Infelizmente, as igrejas cristãs ainda não entenderam a mensagem de Jesus, especialmente quando se trata de racismo. A Igreja Católica tem laços históricos horríveis com a escravidão, conforme Shannen Dee Williams lembra em um artigo publicado no sítio National Catholic Reporter há poucos dias. [1] E os cristãos evangélicos têm o legado de se oporem ao movimento pelos direitos civis como “a obra nefasta dos forasteiros de esquerda”, como escreveu recentemente Sarah Posner. [2]
Quando fui ler sua carta no sítio LifeSiteNews, fiquei impressionada com a quantidade de artigos que lançam sementes de dúvidas sobre a pauta “radical”, “tumultuada”, “marxista” e “antifamília” do movimento Vidas Negras Importam. A história, ao que parece, se repete.
Se reservar um momento para ouvir as vozes reais dos ativistas do movimento Vidas Negras Importam, talvez o senhor comece a entender que o sofrimento dos negros neste país é o resíduo imundo da escravidão: a crença de 400 anos segundo a qual o corpo negro não foi feito para ser livre. Os negros não se sentem seguros nas ruas, em seus carros e mesmo em suas casas. Eles ainda não são livres.
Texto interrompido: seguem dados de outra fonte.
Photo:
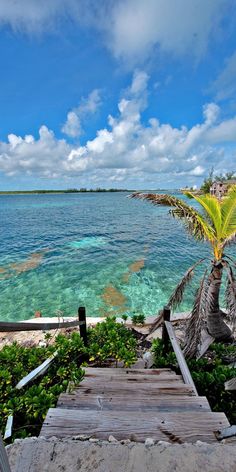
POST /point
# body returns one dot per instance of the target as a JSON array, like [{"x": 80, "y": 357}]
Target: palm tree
[{"x": 216, "y": 224}]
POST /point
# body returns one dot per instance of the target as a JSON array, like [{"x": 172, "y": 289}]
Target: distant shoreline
[{"x": 40, "y": 192}]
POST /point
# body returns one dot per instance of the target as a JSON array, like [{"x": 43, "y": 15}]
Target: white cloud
[
  {"x": 72, "y": 126},
  {"x": 177, "y": 27},
  {"x": 128, "y": 150},
  {"x": 88, "y": 106},
  {"x": 224, "y": 87},
  {"x": 131, "y": 29}
]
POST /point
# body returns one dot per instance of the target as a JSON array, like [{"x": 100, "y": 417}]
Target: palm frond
[
  {"x": 177, "y": 296},
  {"x": 194, "y": 325},
  {"x": 195, "y": 223},
  {"x": 228, "y": 211},
  {"x": 230, "y": 295},
  {"x": 212, "y": 209}
]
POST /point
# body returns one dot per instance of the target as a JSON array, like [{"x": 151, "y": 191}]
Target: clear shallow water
[{"x": 100, "y": 250}]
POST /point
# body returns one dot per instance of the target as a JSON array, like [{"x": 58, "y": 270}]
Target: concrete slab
[{"x": 53, "y": 455}]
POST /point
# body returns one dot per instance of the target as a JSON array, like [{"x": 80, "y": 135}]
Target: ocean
[{"x": 104, "y": 251}]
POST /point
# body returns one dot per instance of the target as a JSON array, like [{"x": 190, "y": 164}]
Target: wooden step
[
  {"x": 124, "y": 371},
  {"x": 145, "y": 388},
  {"x": 172, "y": 427},
  {"x": 133, "y": 378},
  {"x": 130, "y": 402}
]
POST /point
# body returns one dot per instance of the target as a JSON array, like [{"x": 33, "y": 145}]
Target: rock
[
  {"x": 112, "y": 439},
  {"x": 149, "y": 442},
  {"x": 164, "y": 443},
  {"x": 125, "y": 441}
]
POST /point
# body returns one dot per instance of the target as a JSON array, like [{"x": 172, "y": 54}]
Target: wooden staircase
[{"x": 134, "y": 404}]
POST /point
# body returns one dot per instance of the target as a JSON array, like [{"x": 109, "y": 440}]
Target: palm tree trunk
[{"x": 217, "y": 328}]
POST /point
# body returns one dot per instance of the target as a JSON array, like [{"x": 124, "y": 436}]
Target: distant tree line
[
  {"x": 208, "y": 181},
  {"x": 69, "y": 190}
]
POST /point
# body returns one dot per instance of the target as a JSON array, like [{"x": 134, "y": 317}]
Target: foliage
[
  {"x": 208, "y": 181},
  {"x": 111, "y": 340},
  {"x": 209, "y": 375},
  {"x": 216, "y": 224},
  {"x": 29, "y": 406},
  {"x": 138, "y": 319}
]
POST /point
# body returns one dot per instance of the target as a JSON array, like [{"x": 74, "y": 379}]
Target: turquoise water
[{"x": 103, "y": 251}]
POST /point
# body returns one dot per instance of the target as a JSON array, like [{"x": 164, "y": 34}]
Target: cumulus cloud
[
  {"x": 224, "y": 87},
  {"x": 131, "y": 29},
  {"x": 128, "y": 150},
  {"x": 88, "y": 106},
  {"x": 176, "y": 27}
]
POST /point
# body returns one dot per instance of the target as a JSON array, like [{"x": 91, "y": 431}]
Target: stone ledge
[{"x": 67, "y": 455}]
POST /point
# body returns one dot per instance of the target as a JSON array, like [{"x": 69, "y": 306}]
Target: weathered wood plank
[
  {"x": 133, "y": 378},
  {"x": 180, "y": 357},
  {"x": 133, "y": 403},
  {"x": 173, "y": 427},
  {"x": 121, "y": 370},
  {"x": 206, "y": 341},
  {"x": 148, "y": 389},
  {"x": 8, "y": 326}
]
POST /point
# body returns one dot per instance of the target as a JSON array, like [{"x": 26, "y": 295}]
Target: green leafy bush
[
  {"x": 31, "y": 403},
  {"x": 209, "y": 375},
  {"x": 111, "y": 340},
  {"x": 138, "y": 319},
  {"x": 108, "y": 340}
]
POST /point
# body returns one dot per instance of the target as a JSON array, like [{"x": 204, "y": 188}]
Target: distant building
[{"x": 219, "y": 189}]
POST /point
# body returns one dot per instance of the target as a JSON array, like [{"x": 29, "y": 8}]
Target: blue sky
[{"x": 126, "y": 93}]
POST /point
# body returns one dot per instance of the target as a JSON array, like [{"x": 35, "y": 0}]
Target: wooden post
[
  {"x": 4, "y": 464},
  {"x": 83, "y": 327},
  {"x": 165, "y": 336}
]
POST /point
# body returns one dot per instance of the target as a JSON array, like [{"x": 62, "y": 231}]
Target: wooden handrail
[
  {"x": 180, "y": 357},
  {"x": 4, "y": 463},
  {"x": 8, "y": 326}
]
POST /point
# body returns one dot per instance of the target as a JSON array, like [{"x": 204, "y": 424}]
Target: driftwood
[
  {"x": 180, "y": 357},
  {"x": 230, "y": 384},
  {"x": 156, "y": 323},
  {"x": 206, "y": 341},
  {"x": 8, "y": 326},
  {"x": 8, "y": 429},
  {"x": 40, "y": 370}
]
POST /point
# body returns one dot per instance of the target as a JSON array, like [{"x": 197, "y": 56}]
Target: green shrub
[
  {"x": 29, "y": 406},
  {"x": 138, "y": 319},
  {"x": 111, "y": 341},
  {"x": 209, "y": 375}
]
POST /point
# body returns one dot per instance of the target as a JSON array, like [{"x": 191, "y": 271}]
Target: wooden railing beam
[{"x": 180, "y": 357}]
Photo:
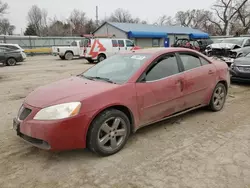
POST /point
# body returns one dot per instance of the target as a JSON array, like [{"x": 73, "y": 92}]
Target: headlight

É por isso que se devem derrubar as estátuas que celebram homens que também não queriam que esta população fosse livre. Homens que os comercializavam como escravos e foram à guerra para mantê-los em cativeiro.
Para mim, é um fato marcante que os mesmos católicos brancos que lamentam a derrubada dessas estátuas são os mesmos que aplaudiram quando um jovem austríaco roubou estátuas sagradas de católicos indígenas em uma igreja de Roma, jogando-as, em seguida, no rio Tibre. O senhor não vê a mentalidade supremacista neocolonial e branca aqui?
Visto que está ciente dos acontecimentos da “amada nação americana”, como o senhor mesmo escreve, provavelmente também sabe que uma outra revolta ocorreu aqui no dia seguinte à posse de Trump. Chamou-se “Marcha das Mulheres” e levou milhões de mulheres, crianças e homens às ruas para lutar por igualdade. O que se seguiu foi o acerto de contas do movimento #MeToo (“#EuTambém”) e um número recorde de mulheres concorrendo a cargos públicos.
Mas as mulheres não estão apenas se levantando aqui nos EUA. Em toda a América Latina, um movimento feminista de base mobilizou-se em resposta às taxas surpreendentes de feminicídio e outras formas de violência de gênero. Essa “onda verde” colocou a política de gênero no centro do debate público na Argentina, no Chile, no Equador e no México.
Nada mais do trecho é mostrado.